First Pass Recovery Rate: How to Eliminate Claim Denials

December 21, 2013

Stopping consistent denials at your practice is not only possible, but necessary. Take these steps to get your first pass recovery rate above 90 percent.

Do you know what your first pass recovery rate (FPRR) is? Find out today and start making a plan of improvement. I've spoken with so many people that think a 60 percent or even 75 percent FPRR is "acceptable." Well, what do I say to that? Whatever you are willing to accept is exactly what you are going to get. Do not fall victim to think type of thinking. I am willing to accept zero denials. Realistic? Probably not, but it drives me to problem solve in every area that I can and continually improve that FPRR.

To have a healthy medical practice these days means you need to take responsibility for all areas of the business. Not just seeing patients, or manning the phones, or sending the claims out. Today is the day to step back and review all of the departments in your practice and locate the areas where you have delegated responsibility. Most likely you are looking directly at your billing department. In-house or outsourced, either way you need to understand that just because "that's their job and what I pay them for" does not mean that those staff members are bought in to your expectation. Most often they do not live up to that expectation, if it was ever explained to them in the first place.

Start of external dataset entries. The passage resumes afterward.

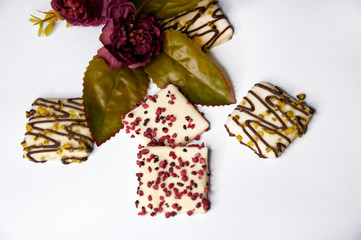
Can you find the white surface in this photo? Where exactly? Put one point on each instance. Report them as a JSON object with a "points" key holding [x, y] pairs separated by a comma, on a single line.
{"points": [[312, 192]]}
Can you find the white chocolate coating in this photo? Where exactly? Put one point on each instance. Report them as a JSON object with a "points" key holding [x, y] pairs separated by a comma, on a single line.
{"points": [[268, 120], [57, 131], [173, 180], [166, 119], [206, 25]]}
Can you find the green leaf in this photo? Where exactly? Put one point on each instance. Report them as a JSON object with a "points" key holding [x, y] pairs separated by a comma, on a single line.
{"points": [[109, 93], [164, 9], [185, 65]]}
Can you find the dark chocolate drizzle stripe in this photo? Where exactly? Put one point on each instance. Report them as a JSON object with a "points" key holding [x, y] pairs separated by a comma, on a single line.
{"points": [[34, 121], [278, 94], [193, 33]]}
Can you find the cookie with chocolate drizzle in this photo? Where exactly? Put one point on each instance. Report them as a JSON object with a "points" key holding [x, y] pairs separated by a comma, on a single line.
{"points": [[206, 25], [57, 131], [268, 120]]}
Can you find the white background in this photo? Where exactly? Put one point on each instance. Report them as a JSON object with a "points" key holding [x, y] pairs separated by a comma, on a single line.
{"points": [[312, 192]]}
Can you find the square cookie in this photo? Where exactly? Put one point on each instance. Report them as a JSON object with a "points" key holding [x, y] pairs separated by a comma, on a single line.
{"points": [[206, 25], [268, 120], [173, 180], [57, 131], [165, 119]]}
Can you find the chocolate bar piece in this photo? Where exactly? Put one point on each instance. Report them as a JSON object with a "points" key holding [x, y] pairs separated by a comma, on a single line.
{"points": [[173, 180], [165, 119], [206, 25], [57, 131], [268, 120]]}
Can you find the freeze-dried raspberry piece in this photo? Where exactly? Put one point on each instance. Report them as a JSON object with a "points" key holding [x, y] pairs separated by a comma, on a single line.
{"points": [[165, 119], [173, 180]]}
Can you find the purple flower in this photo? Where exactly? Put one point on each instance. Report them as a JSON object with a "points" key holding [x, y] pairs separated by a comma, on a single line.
{"points": [[82, 12], [120, 10], [128, 43]]}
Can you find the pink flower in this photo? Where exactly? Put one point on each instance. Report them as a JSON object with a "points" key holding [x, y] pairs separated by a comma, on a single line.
{"points": [[82, 12], [128, 43]]}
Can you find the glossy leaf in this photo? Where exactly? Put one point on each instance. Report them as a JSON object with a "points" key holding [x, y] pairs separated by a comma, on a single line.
{"points": [[164, 9], [109, 93], [185, 65]]}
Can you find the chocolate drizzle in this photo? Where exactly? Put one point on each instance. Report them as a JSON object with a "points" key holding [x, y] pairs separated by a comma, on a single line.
{"points": [[68, 124], [208, 28], [284, 121]]}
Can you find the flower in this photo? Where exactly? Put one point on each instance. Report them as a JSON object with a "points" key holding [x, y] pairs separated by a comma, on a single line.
{"points": [[82, 12], [120, 10], [128, 43]]}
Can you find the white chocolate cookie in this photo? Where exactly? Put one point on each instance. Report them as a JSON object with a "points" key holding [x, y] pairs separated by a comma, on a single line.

Here are some tips for regaining this control and managing it to your liking:

• Sit down with your billing department and ask them about your FPRR. Most likely they will not know. Ask them to find out. This is a bit scary for someone who does not understand where to find this information. Basically, they need to look at the number of denials versus the number of claims that have gone out. Look for any rebilling of claims.

•Get past the "that's their job, not mine" attitude today. Drop that bag of bricks and realize that this is your business. By giving that amount of control to an entity that does not always have your best interests in mind is where you will find the breakdown.

• Provide requirements and expectations to the staff. I want my FPRR to be consistently above 90 percent. They may laugh or gasp at the request. Stand firm. It's not a suggestion, it's a requirement. Tell them that over the next 30 days you want documentation of every denial that comes through the process. At the end of the 30 days, sit down with them again and provide suggestions as to how you can help them eliminate those denials. Are modifiers needed that are not being provided? Does an insurance company consistently deny a specific code? Is authorization being missed and not provided? Are they missing documentation? Teach them how to identify a weak area and put changes in your process in place to eliminate those issues.

The attitude of "it's good enough" or the argument of "industry standard" should be eliminated from your vocabulary. Your practice will not withstand ordinary or middle-of-the-road any longer. You will be that slow buffalo in the pack and you will close your doors. Do not fall victim to this type of thinking. It's your practice. Own it.